Since the authors described that the concentration of 2-MBA can be estimated to be about 0.006 g/100 ml urine/100 g wet weight of worms, we assumed that an infection with a single adult worm (weighing c.3 g) should result in urinary levels of 2 μg/ml, which is 200-fold higher than the limit of quantification of our LC-MS method. A biorepository of urine samples (n = 21, stored frozen) collected from individuals living in the Nangapanda area, Flores Island, Indonesia, with stool-based qPCR-confirmed infection with A. lumbricoides, or multiple infection with A. lumbricoides and T. trichiura or hookworm were analyzed for the presence of 2-MBA and 2-MVA [5]. In contrast to the published results, no detectable levels of 2-MBA or 2-MVA were found in any of the samples.

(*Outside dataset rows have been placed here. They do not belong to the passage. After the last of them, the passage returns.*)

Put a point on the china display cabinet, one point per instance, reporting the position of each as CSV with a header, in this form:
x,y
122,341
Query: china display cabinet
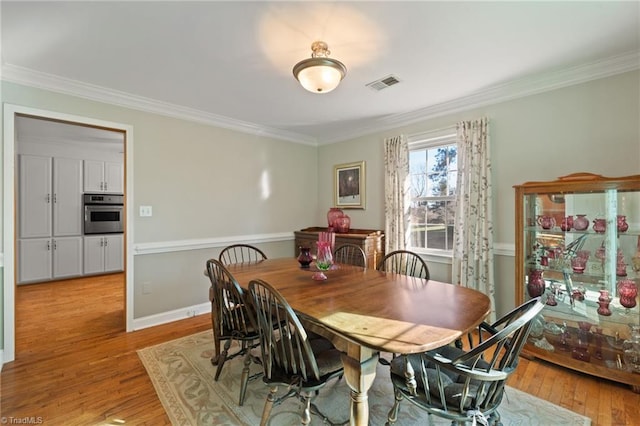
x,y
578,246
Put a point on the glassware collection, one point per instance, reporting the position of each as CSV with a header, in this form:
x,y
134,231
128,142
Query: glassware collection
x,y
578,246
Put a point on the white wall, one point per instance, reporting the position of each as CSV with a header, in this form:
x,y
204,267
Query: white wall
x,y
592,127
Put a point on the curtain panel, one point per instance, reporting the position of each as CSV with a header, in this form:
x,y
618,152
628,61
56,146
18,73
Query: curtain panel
x,y
473,263
396,192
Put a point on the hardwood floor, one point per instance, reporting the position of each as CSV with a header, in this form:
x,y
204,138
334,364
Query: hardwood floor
x,y
76,366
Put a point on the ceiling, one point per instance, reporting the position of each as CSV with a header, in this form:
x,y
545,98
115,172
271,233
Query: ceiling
x,y
229,63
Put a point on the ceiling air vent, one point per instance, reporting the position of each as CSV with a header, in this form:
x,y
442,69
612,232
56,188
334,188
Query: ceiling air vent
x,y
383,83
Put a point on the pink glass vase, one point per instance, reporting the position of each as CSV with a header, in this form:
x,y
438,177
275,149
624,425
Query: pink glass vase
x,y
305,257
342,224
536,284
603,303
628,291
622,223
581,222
332,215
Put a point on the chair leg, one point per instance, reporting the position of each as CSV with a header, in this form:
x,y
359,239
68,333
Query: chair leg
x,y
392,417
223,358
268,405
245,376
306,415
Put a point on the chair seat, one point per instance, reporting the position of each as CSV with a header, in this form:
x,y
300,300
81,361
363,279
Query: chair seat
x,y
328,360
465,385
453,384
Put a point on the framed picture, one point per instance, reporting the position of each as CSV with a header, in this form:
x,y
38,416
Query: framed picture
x,y
349,185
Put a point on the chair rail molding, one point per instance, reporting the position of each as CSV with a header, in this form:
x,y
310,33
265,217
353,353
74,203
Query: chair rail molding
x,y
206,243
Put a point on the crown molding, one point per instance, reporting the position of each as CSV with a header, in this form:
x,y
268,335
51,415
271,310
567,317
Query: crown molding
x,y
514,89
29,77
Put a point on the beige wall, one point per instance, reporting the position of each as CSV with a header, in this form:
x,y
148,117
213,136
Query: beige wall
x,y
591,127
203,183
207,182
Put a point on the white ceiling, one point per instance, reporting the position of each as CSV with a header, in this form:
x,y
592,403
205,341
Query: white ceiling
x,y
229,63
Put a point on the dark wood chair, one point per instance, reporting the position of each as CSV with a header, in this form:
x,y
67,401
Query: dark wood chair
x,y
350,254
465,385
291,356
232,318
404,262
241,253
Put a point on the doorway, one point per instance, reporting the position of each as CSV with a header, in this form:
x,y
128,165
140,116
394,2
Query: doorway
x,y
82,124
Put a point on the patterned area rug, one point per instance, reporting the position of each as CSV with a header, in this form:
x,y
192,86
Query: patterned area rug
x,y
182,374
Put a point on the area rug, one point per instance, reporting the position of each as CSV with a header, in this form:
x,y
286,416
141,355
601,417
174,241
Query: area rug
x,y
183,377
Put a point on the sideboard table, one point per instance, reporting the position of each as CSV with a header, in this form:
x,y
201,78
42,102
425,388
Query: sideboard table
x,y
370,240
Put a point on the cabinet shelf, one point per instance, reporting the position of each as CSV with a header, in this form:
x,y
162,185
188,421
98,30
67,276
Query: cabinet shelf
x,y
580,299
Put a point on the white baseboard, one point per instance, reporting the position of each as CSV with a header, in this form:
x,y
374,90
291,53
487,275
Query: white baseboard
x,y
170,316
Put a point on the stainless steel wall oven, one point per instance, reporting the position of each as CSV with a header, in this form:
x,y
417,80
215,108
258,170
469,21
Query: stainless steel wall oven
x,y
103,213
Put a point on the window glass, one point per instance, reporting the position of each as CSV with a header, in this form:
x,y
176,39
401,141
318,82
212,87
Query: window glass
x,y
433,171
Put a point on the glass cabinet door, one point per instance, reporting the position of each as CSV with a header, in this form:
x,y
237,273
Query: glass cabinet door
x,y
578,247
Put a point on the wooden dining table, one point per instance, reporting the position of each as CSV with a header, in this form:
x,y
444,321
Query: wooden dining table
x,y
365,312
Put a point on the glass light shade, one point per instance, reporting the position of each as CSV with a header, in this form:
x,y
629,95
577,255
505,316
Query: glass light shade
x,y
319,75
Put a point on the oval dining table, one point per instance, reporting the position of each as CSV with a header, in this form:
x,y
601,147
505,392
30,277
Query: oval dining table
x,y
365,312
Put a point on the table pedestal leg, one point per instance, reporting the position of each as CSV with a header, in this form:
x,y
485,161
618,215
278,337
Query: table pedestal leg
x,y
359,376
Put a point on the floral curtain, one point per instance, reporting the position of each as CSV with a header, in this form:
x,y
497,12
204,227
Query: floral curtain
x,y
473,228
396,192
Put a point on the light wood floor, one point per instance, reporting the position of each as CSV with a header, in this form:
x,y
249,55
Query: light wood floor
x,y
76,366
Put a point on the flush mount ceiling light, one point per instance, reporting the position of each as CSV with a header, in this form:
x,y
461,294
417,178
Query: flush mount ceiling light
x,y
319,74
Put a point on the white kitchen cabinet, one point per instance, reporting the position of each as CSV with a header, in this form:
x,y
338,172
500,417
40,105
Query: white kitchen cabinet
x,y
103,176
43,259
103,253
34,203
67,197
50,197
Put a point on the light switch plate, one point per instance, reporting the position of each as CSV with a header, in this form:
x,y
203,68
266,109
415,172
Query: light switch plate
x,y
146,211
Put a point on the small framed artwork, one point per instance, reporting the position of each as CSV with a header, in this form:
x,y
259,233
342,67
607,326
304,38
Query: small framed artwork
x,y
349,185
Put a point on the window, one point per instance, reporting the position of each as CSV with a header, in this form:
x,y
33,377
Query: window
x,y
433,169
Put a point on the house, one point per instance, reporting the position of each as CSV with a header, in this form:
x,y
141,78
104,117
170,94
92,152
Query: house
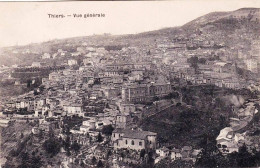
x,y
175,154
46,56
145,92
127,108
37,64
87,125
72,62
122,120
73,109
134,139
226,142
163,152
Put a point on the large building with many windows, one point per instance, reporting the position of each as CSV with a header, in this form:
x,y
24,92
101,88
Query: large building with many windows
x,y
144,92
134,139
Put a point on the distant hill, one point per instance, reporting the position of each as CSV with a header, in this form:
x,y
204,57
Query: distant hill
x,y
225,27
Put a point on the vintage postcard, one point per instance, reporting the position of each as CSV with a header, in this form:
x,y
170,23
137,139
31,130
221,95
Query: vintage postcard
x,y
133,84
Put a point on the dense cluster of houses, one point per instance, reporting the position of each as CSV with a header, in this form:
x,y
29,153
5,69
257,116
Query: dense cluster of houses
x,y
110,87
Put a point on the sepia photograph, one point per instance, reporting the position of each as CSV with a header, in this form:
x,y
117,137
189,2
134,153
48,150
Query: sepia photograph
x,y
130,84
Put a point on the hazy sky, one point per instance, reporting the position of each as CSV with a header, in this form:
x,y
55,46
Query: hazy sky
x,y
26,22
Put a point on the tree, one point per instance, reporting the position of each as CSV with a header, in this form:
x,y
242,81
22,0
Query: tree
x,y
107,130
93,160
100,164
99,137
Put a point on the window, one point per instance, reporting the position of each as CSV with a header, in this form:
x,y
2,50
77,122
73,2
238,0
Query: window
x,y
133,143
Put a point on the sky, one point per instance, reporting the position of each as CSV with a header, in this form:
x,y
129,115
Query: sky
x,y
28,22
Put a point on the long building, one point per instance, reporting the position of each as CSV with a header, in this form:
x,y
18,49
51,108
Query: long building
x,y
144,92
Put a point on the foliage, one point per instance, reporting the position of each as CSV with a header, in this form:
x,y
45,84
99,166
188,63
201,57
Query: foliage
x,y
107,130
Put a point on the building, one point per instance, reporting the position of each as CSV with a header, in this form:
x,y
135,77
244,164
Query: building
x,y
251,65
122,120
73,109
144,92
134,139
72,62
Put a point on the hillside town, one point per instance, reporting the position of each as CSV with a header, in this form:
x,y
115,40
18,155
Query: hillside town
x,y
88,102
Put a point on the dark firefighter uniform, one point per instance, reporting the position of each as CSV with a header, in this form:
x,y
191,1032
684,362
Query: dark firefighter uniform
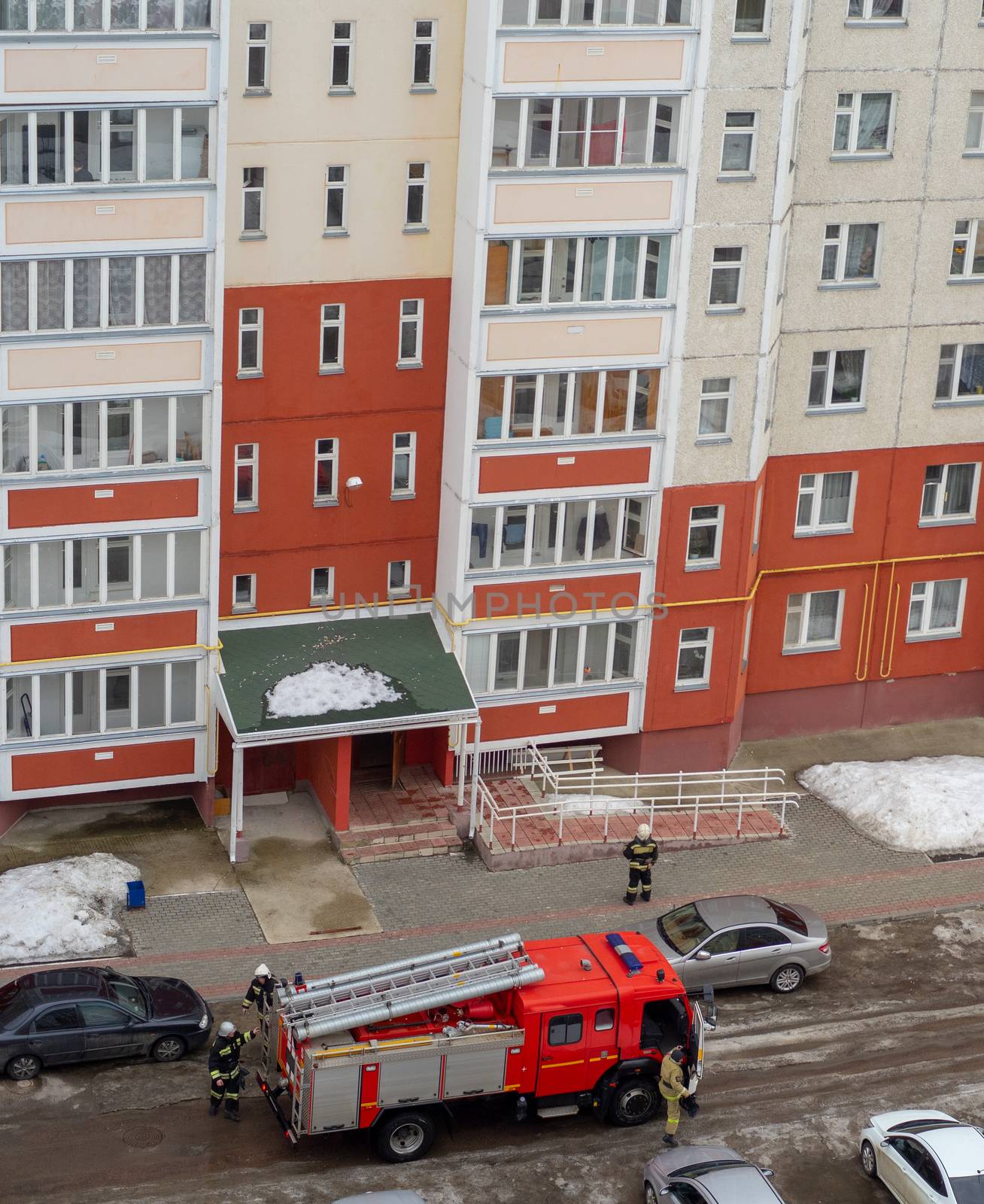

In the 1990 published report [4], the identification of the two urinary metabolites was mainly based on Proton Nuclear Magnetic Resonance (1H-NMR) Spectroscopy. To confirm the 1H-NMR description, we recorded a 1H-NMR spectrum of the 2-MBA reference material (Additional file 1). For 2-MVA no spectrum was recorded as insufficient amounts of this reference material were available. The reference material spectrum of 2-MBA was compared with the originally described spectrum but the data demonstrated that the spectrum described for the metabolite isolated from urine did not overlay with the reference spectrum of 2-MBA. Furthermore, the 1H-NMR spectrum we recorded matches with the theoretically expected peaks for this molecule, while this is not the case for the spectrum originally described.

In conclusion, we have shown that the urinary metabolite that was found to be a promising biomarker for infection with A. lumbricoides is not 2-methyl butyramide. The original 1H-NMR and infrared spectrum was not disclosed by the authors and only a brief description of the observed shifts and absorption bands is available which is insufficient to confidently deduce the chemical structure of this biomarker. We have contacted the original authors to get more information on the spectra but unfortunately none of them were able to give more information than what was available in the original publication. Hence, the question remains unanswered on the true nature of these biomarkers. Additional discovery research will be needed to isolate and characterize these unidentified metabolites from urine of STH infected individuals. If confirmed and successfully identified, these metabolites are promising biomarkers that can be used for the development of a non-stool based diagnostic monitoring tool for STH, similar to the Point-of-Care Circulating Cathodic Antigen (POC-CCA) test for Schistosoma mansoni [6, 7].